O receio das réplicas e os poucos locais de abrigo fazem com que muitas pessoas durmam ao ar livre e há feridos a precorrer centenas de quilómetros para encontrarem assistencia médica. Muitas pessoas continuam soterradas nos escombros à espera de auxílio que tarda em chegar.

Esté país, considerado dos mais pobres do mundo, dificilmente se levantará da tragédia que o assolou e depois da terra parar de tremer enfrenta agora uma dura realidade: o isolamento e a falta de assistência médica para os milhares de sobreviventes.

O terremoto de 7 graus na escala Richter aconteceu esta terça-feira e teve epicentro a 15 quilómetros de Porto Príncipe, a capital do Haiti. A Cruz Vermelha Internacional calcula em três milhões o número de pessoas afectadas pelo sismo.

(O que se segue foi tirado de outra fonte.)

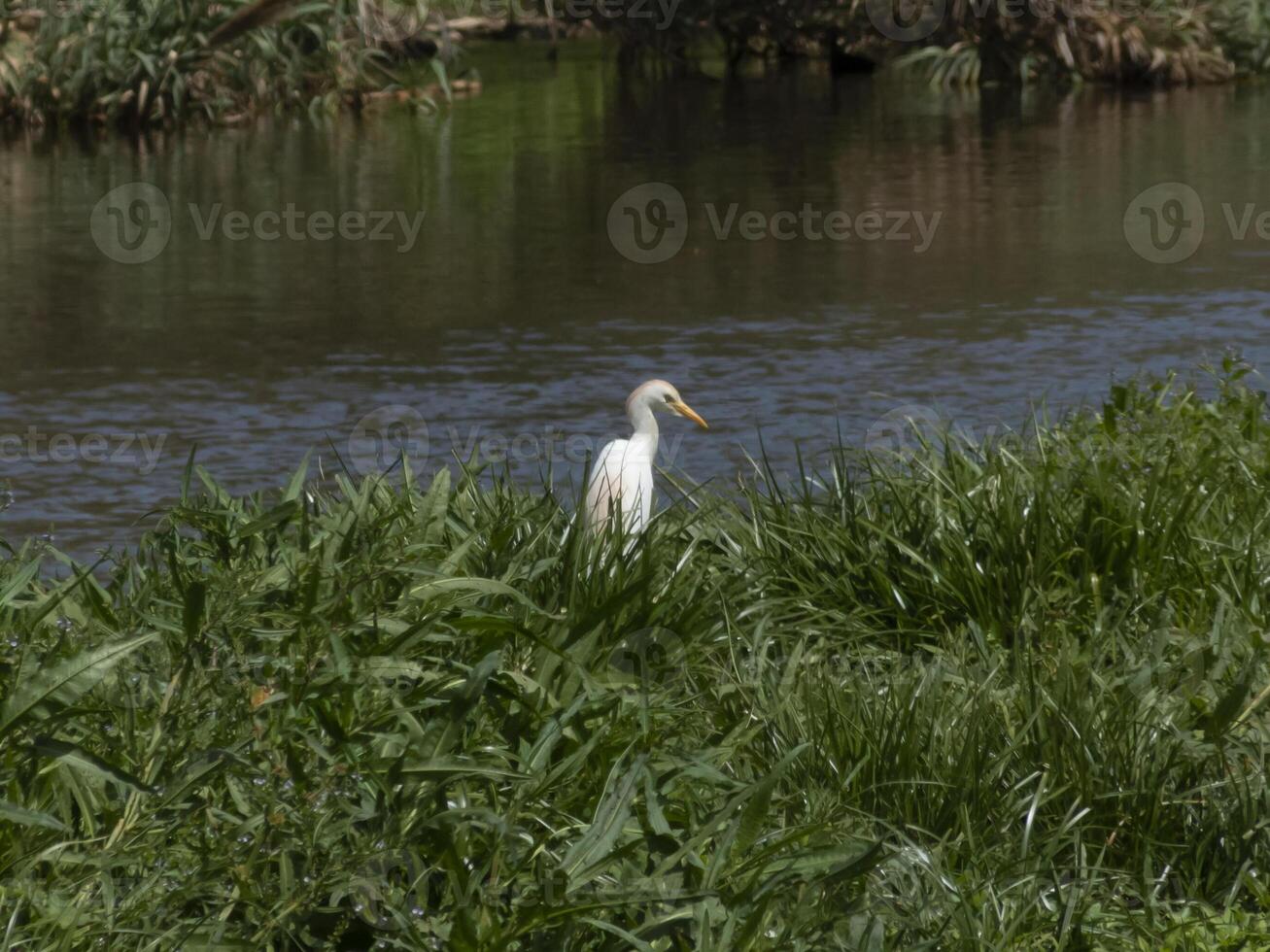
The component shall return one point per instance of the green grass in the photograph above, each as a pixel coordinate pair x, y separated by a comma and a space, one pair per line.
156, 62
1005, 696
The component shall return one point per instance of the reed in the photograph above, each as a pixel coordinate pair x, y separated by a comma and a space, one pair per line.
1008, 695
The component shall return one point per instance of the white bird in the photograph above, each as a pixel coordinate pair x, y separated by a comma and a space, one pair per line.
621, 480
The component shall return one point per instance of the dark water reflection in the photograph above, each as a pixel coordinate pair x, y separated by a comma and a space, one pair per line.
513, 317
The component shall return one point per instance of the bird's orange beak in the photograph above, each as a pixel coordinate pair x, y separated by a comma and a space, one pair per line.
685, 410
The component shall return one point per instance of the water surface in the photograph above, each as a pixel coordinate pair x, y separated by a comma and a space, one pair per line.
514, 323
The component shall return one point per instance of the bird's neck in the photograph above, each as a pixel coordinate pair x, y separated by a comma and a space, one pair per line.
645, 429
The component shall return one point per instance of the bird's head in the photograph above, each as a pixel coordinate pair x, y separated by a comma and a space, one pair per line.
658, 395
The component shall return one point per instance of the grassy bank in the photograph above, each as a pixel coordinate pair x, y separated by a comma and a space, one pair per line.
154, 62
980, 697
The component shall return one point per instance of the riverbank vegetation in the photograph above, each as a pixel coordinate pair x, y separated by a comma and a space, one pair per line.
143, 62
159, 61
996, 696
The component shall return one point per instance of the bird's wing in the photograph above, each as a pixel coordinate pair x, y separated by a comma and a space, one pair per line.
619, 484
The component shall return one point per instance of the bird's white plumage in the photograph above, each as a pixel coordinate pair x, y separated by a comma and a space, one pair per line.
620, 489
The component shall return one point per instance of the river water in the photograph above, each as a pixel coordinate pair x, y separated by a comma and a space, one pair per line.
817, 257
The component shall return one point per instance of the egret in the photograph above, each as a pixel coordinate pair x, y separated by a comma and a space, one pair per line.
621, 480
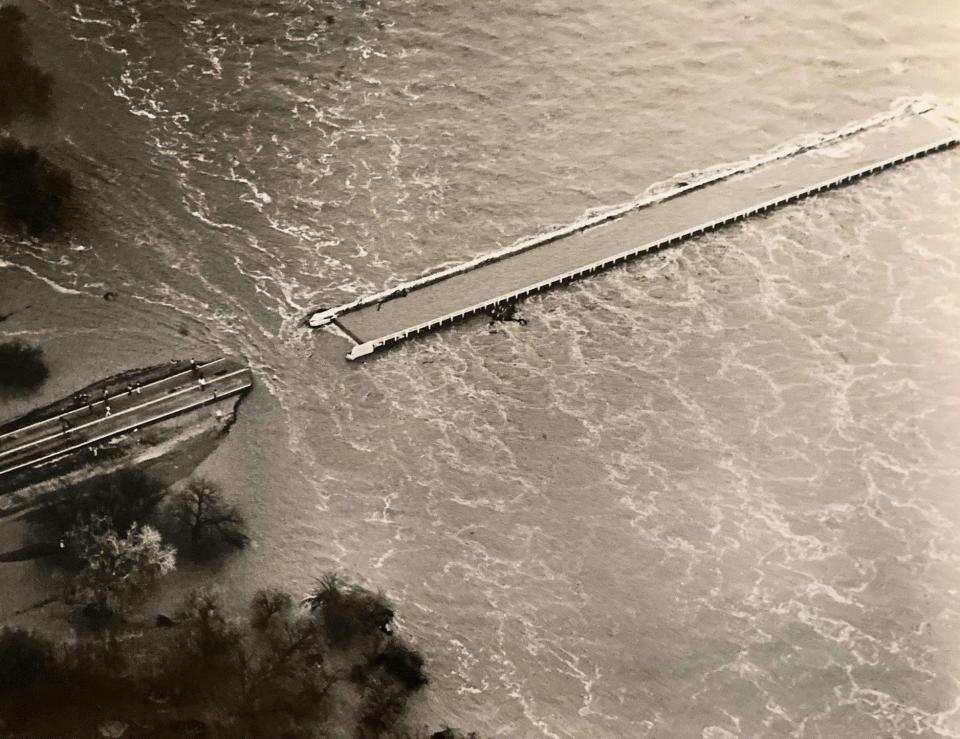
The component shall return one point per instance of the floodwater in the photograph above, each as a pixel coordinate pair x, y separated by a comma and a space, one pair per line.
713, 493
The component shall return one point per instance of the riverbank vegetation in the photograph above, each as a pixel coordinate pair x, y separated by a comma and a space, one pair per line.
33, 190
275, 670
325, 663
22, 369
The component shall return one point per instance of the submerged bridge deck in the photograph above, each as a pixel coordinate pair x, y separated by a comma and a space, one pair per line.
440, 299
110, 415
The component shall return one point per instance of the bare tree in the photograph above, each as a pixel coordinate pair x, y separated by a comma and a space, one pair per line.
206, 518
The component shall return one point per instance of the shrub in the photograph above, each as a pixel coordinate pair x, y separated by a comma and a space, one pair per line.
205, 520
33, 190
22, 368
266, 604
120, 500
24, 89
349, 613
115, 568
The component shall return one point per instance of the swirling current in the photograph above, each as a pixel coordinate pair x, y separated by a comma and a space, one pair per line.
713, 493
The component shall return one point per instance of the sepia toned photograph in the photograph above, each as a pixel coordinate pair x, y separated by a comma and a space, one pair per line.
411, 369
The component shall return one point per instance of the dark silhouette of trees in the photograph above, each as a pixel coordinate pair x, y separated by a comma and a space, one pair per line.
349, 613
125, 498
25, 90
33, 190
22, 369
205, 520
274, 673
116, 568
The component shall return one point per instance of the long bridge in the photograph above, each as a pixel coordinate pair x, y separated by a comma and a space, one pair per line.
120, 409
437, 300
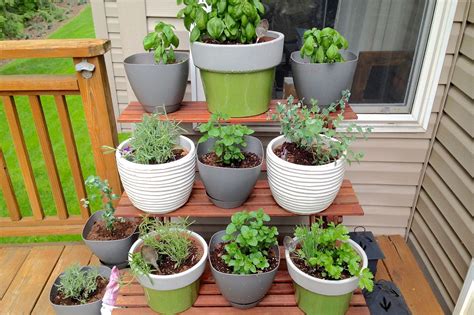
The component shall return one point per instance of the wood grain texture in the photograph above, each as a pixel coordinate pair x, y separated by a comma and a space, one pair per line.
197, 112
48, 154
13, 119
53, 48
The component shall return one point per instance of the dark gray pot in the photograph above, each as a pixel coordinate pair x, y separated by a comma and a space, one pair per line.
109, 252
242, 291
89, 308
322, 81
229, 187
158, 85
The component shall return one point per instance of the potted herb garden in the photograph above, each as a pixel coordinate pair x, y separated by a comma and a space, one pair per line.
159, 78
320, 70
235, 53
245, 258
229, 161
79, 290
108, 237
326, 267
168, 261
306, 164
157, 165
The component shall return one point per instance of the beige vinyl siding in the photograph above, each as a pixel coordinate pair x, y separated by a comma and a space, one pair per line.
441, 232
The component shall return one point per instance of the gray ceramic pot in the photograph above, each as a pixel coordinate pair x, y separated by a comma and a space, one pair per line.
89, 308
322, 81
158, 86
242, 291
109, 252
229, 187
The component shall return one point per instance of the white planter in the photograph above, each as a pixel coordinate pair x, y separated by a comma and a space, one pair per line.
159, 188
326, 287
303, 189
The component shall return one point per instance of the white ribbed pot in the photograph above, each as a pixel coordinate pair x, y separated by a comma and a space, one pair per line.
303, 189
159, 188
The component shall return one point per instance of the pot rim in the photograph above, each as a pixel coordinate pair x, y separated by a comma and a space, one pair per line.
238, 275
183, 160
185, 273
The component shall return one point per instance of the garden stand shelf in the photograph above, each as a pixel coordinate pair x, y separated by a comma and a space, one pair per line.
279, 300
196, 112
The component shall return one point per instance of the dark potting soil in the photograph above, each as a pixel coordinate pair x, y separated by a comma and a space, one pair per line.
290, 152
251, 160
121, 230
220, 265
59, 299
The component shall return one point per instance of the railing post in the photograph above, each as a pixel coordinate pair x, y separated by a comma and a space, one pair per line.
100, 119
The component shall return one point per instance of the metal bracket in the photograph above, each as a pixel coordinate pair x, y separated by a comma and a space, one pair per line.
85, 69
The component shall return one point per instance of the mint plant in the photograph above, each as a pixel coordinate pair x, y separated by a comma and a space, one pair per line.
322, 46
222, 20
312, 129
163, 41
249, 242
326, 249
107, 196
230, 139
78, 284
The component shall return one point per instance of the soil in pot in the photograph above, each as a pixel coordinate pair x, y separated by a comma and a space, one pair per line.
219, 264
290, 152
121, 230
251, 160
102, 282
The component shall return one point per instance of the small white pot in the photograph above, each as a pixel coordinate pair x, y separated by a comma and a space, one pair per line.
303, 189
159, 188
326, 287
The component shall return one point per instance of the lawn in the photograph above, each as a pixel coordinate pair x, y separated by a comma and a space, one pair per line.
79, 27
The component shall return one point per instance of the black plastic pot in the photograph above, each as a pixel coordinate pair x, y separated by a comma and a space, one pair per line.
366, 240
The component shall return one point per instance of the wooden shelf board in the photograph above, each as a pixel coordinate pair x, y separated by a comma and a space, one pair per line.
199, 205
196, 112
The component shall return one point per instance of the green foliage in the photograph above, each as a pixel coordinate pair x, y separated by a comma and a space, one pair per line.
106, 195
327, 248
230, 139
249, 242
78, 284
163, 41
153, 141
222, 20
312, 128
322, 46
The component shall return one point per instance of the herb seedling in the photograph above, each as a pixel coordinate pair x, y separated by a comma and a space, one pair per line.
322, 46
78, 284
163, 41
249, 242
230, 139
222, 20
311, 129
107, 197
327, 249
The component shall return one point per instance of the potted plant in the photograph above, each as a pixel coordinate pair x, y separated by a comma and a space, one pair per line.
320, 70
159, 78
326, 267
157, 165
108, 237
306, 165
245, 258
235, 53
168, 261
79, 290
229, 161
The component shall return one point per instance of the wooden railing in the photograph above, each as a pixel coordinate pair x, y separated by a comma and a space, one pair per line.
96, 99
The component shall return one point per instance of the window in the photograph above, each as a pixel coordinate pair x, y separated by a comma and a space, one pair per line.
388, 36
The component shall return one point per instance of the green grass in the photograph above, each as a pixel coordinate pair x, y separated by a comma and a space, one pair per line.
79, 27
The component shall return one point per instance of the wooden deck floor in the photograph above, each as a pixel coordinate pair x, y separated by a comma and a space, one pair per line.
27, 273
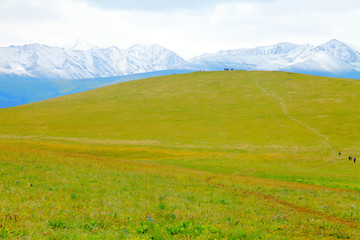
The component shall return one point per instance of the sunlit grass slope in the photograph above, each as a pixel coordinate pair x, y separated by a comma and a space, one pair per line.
202, 155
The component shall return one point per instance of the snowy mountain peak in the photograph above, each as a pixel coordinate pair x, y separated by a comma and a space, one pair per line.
83, 45
340, 50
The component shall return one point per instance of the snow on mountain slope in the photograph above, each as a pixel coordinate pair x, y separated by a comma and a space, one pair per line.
85, 61
83, 45
333, 58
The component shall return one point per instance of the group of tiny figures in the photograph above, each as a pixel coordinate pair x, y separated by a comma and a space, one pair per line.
350, 157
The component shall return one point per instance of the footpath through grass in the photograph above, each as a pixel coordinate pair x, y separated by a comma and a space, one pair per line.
214, 155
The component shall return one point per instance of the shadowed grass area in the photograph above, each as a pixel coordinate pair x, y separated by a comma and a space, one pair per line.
237, 155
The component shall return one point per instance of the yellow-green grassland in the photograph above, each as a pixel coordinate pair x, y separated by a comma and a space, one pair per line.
205, 155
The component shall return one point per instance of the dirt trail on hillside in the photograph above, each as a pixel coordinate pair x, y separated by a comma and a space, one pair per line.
297, 208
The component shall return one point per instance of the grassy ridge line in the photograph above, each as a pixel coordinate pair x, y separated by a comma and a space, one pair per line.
117, 163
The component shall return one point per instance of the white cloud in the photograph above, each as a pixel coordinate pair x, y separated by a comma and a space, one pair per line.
188, 29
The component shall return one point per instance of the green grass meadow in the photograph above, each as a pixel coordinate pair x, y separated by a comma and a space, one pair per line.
205, 155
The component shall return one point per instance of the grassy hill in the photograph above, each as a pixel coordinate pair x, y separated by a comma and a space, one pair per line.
237, 155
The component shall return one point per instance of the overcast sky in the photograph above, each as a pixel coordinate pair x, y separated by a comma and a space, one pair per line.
188, 27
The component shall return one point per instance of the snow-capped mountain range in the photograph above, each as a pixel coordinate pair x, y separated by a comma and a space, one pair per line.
85, 60
333, 58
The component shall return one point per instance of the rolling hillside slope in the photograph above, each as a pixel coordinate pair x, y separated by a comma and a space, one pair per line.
237, 155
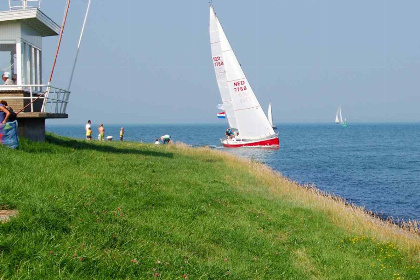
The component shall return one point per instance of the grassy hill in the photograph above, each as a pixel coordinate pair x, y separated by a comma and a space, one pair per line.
111, 210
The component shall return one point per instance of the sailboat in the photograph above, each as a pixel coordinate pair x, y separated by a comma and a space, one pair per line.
242, 109
270, 116
339, 118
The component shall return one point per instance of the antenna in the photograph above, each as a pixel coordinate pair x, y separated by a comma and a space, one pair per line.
24, 4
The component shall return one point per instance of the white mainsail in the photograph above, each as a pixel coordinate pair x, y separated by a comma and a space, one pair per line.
270, 115
248, 115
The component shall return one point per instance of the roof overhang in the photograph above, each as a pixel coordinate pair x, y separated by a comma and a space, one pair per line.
33, 18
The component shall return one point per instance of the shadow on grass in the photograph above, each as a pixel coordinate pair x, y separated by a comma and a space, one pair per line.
81, 145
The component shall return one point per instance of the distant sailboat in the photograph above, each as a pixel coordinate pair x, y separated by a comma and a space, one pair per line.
270, 116
337, 115
339, 118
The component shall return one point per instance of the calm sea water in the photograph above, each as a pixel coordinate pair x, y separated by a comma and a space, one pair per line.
371, 165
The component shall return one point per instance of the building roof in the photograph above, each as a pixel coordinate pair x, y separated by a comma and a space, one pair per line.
34, 18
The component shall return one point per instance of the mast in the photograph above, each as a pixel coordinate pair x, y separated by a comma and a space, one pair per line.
219, 69
270, 115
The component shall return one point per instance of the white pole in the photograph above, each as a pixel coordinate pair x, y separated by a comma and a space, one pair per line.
77, 55
78, 46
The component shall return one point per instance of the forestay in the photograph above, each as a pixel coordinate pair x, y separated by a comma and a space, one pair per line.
251, 121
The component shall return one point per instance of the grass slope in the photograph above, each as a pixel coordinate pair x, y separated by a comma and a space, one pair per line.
137, 211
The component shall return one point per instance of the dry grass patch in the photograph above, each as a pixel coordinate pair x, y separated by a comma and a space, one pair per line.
352, 218
6, 214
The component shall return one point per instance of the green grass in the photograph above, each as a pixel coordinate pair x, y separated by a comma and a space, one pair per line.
90, 210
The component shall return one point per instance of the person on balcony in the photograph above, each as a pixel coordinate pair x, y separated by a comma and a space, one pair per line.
6, 78
4, 114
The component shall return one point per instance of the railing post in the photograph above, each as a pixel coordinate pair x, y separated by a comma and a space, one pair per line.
32, 97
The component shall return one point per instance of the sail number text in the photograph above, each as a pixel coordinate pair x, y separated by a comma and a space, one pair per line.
217, 60
239, 86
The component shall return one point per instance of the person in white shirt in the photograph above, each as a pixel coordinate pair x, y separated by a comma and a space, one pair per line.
6, 78
87, 127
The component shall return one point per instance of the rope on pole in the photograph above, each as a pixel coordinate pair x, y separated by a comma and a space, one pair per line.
77, 56
78, 45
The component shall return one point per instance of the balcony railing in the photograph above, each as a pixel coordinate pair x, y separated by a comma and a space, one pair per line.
53, 99
23, 4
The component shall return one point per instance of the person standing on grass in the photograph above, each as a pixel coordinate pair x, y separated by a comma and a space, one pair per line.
87, 126
165, 139
89, 134
122, 134
101, 131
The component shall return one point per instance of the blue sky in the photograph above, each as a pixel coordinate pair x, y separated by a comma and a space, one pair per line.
150, 61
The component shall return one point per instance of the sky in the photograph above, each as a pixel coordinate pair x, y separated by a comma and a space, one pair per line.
147, 62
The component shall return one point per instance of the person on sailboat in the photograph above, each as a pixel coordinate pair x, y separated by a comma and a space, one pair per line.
229, 133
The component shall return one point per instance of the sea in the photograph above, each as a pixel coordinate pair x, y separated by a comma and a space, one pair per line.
376, 166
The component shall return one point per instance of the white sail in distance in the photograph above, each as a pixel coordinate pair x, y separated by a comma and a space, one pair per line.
337, 120
219, 69
251, 121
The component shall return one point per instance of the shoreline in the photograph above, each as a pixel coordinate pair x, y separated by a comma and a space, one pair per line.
124, 210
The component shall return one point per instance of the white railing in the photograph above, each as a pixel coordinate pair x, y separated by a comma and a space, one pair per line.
53, 99
23, 4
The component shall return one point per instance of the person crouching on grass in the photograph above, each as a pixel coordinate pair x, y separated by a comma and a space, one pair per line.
89, 133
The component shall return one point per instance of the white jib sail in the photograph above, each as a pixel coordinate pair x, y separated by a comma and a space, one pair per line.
219, 69
251, 121
270, 115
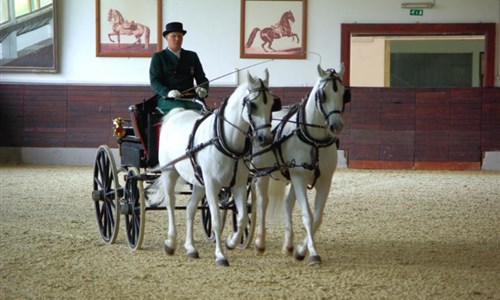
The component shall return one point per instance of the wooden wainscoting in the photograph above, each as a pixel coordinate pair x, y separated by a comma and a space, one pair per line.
390, 128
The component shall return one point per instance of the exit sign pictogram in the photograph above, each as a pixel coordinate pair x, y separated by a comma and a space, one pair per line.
416, 12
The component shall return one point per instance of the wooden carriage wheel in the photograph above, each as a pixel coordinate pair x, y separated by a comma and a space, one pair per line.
106, 194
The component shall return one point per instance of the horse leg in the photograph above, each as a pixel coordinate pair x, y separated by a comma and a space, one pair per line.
307, 220
110, 34
240, 198
270, 44
169, 178
213, 204
261, 187
289, 205
191, 208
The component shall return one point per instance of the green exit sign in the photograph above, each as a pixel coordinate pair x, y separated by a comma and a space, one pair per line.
416, 12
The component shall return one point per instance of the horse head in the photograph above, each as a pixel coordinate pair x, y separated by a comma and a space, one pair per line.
258, 106
289, 16
330, 98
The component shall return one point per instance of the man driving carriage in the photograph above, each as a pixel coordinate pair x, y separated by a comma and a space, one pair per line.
173, 71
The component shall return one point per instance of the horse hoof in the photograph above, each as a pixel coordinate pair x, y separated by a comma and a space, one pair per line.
314, 260
168, 250
222, 263
260, 250
194, 255
288, 250
229, 247
298, 256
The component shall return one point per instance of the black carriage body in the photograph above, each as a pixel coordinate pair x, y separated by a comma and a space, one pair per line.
139, 146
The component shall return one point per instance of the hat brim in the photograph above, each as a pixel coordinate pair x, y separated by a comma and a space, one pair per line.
167, 32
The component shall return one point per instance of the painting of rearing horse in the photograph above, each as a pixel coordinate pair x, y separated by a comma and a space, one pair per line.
121, 26
281, 29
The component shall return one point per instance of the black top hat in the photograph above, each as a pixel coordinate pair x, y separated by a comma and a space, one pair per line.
174, 27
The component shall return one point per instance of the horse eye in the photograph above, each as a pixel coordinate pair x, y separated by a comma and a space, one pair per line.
251, 107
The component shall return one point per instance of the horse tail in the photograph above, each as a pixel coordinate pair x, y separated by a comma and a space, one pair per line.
146, 37
277, 196
252, 37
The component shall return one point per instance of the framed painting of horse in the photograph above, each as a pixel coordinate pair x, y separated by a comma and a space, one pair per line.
128, 28
273, 29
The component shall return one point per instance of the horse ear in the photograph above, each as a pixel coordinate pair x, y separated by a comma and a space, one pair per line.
266, 77
250, 79
342, 69
321, 72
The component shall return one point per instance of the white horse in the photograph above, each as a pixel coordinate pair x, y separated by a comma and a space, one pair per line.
121, 26
304, 152
215, 145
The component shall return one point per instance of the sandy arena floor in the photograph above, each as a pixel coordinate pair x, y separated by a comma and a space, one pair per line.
386, 235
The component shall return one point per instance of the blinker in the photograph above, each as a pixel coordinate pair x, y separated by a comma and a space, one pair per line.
276, 104
347, 96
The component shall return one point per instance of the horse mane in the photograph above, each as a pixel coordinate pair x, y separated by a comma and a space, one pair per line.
285, 17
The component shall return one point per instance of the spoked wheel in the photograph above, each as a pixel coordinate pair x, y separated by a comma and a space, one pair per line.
249, 231
133, 208
106, 194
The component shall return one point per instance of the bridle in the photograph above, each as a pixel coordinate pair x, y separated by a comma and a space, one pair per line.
320, 94
251, 106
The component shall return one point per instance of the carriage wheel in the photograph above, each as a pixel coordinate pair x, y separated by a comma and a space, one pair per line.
106, 194
133, 208
248, 232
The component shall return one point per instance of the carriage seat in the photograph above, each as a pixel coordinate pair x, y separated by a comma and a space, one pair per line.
140, 148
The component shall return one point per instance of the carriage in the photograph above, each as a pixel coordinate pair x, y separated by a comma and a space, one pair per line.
122, 191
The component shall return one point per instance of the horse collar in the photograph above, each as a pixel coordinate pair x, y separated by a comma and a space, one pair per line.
304, 135
219, 141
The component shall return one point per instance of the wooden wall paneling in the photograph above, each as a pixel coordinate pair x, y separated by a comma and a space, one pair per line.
89, 116
345, 136
490, 118
364, 139
45, 116
465, 125
397, 124
432, 126
11, 115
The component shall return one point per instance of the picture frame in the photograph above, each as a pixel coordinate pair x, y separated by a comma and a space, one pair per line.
273, 29
128, 28
29, 41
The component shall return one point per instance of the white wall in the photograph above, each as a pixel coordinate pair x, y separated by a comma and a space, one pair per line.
213, 31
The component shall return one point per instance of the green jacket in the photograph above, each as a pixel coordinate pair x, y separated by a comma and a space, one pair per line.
166, 72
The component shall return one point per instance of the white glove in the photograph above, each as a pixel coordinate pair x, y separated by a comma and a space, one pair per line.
174, 94
202, 92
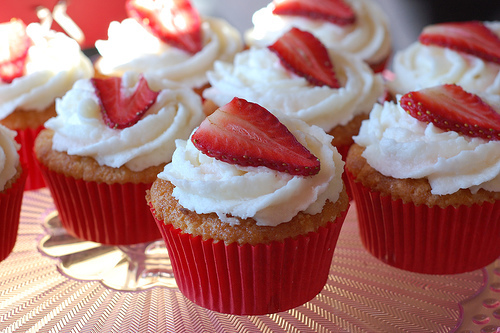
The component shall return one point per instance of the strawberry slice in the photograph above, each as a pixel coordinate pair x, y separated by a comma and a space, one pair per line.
471, 37
175, 22
120, 110
246, 134
302, 53
334, 11
14, 45
451, 108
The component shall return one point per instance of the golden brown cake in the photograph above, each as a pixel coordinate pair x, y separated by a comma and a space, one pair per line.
249, 185
424, 176
103, 150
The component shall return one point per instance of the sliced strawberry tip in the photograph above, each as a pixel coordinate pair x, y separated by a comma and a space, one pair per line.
471, 37
120, 110
451, 108
246, 134
335, 11
175, 22
303, 54
14, 46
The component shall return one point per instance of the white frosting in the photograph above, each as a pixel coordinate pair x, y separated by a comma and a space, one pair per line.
258, 76
9, 158
421, 66
80, 130
368, 38
54, 63
400, 146
131, 47
205, 185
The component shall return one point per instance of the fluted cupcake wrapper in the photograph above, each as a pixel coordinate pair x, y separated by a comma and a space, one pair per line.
251, 280
10, 210
424, 239
27, 138
111, 214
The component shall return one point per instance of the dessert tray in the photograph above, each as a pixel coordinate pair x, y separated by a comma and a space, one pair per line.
53, 282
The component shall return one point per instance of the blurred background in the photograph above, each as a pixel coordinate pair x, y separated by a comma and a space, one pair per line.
407, 17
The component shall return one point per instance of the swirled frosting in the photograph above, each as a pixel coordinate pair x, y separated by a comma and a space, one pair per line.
130, 47
400, 146
257, 76
80, 130
421, 66
205, 185
368, 38
53, 64
9, 158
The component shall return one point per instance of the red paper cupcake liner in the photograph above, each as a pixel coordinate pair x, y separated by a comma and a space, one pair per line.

Durante a madrugada desta quinta-feira (14) os primeiros aviões já começaram a chegar ao aeroporto de Porto Príncipe, capital do Haiti, com ajuda humanitária e equipas de resgate para auxiliar as vítimas do sismo.

Uma equipa de resgate dos Estados Unidos com 72 especialistas em busca de sobreviventes já se encontra no terreno a trabalhar.